あの景色をもう一度
朝方六時。薄い蒼穹が広がり、柔らかな陽光が部屋に差し込んでいる。
目覚まし時計にセットした時間よりも少し早く起きた俺は、薄目でスマートフォンの画面を点灯させた。メッセージアプリの通知が数件、SNSからの通知が数件。メッセージアプリのほうは友人からの連絡だろう。昨日途中で寝落ちてしまったから、直前の会話を遡れは問題ない。おおらかな性格をした彼のことだ。「おはよう!よく眠れたか?」なんて返信が届きそうだ。
続いてSNSからの通知を確認する。日常の投稿に関するいいねが数件。そして、次の通知を見て俺はみんまりと笑った。
『あなたの投稿を秋河陽さん他10人がいいねしました
「眠りたくないの」そういって彼女は僕にすがりつく……』
「よっしゃ!」
薄布団を蹴り上げてガッツポーズをする。昨晩寝落ちる前に投稿した掌編小説だった。いつもはいいねがひとつ、ふたつくらいつけば御の字だが、今回の作品はじゅう。夜でこの調子だから今日のうちにもっと増えるかもしれない。自分でも会心の出来だと思っていたから嬉しくてたまらない。今すぐ部屋で踊りたい気分だ。

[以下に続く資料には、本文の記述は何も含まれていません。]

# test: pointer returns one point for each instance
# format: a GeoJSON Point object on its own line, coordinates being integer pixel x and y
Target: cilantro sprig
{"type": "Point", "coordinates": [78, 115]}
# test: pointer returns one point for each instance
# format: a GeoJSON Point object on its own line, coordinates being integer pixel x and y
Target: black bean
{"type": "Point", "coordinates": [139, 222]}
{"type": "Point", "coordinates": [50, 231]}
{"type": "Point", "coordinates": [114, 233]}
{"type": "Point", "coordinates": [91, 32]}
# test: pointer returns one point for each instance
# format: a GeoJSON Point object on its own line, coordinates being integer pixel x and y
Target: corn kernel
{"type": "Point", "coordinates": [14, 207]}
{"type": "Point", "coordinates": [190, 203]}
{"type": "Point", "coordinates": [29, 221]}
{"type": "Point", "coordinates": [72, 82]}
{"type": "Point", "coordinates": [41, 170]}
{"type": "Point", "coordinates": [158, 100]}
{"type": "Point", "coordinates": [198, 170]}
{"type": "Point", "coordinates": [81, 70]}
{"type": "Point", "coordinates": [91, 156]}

気持ちが落ち着かなくてそわそわしてしまう。何度も通知を確認してはにやけを押さえるので精いっぱいだ。
俺は文才があるのでは、なんて考えも浮かんでしまう。それくらい気分が高揚していた。
――――――――…………
ジリリリリリリリリリ
聞きなれた目覚ましの音が耳に入り飛び起きた。けたたましく鳴り響くそれを左手で慌てて止める。
短針が七を指す時計、見慣ている雑然とした部屋、わずかに揺れる紺色の遮光カーテンとその隙間から差す白色の陽光を見回した後、再度時計を見る。俺は今まで何をしていた?寝ていたのか?するとあれは、あの光景は――
「…………夢?」
寝ぼけたように発した俺の声はやけに冷えた空気に霧散した。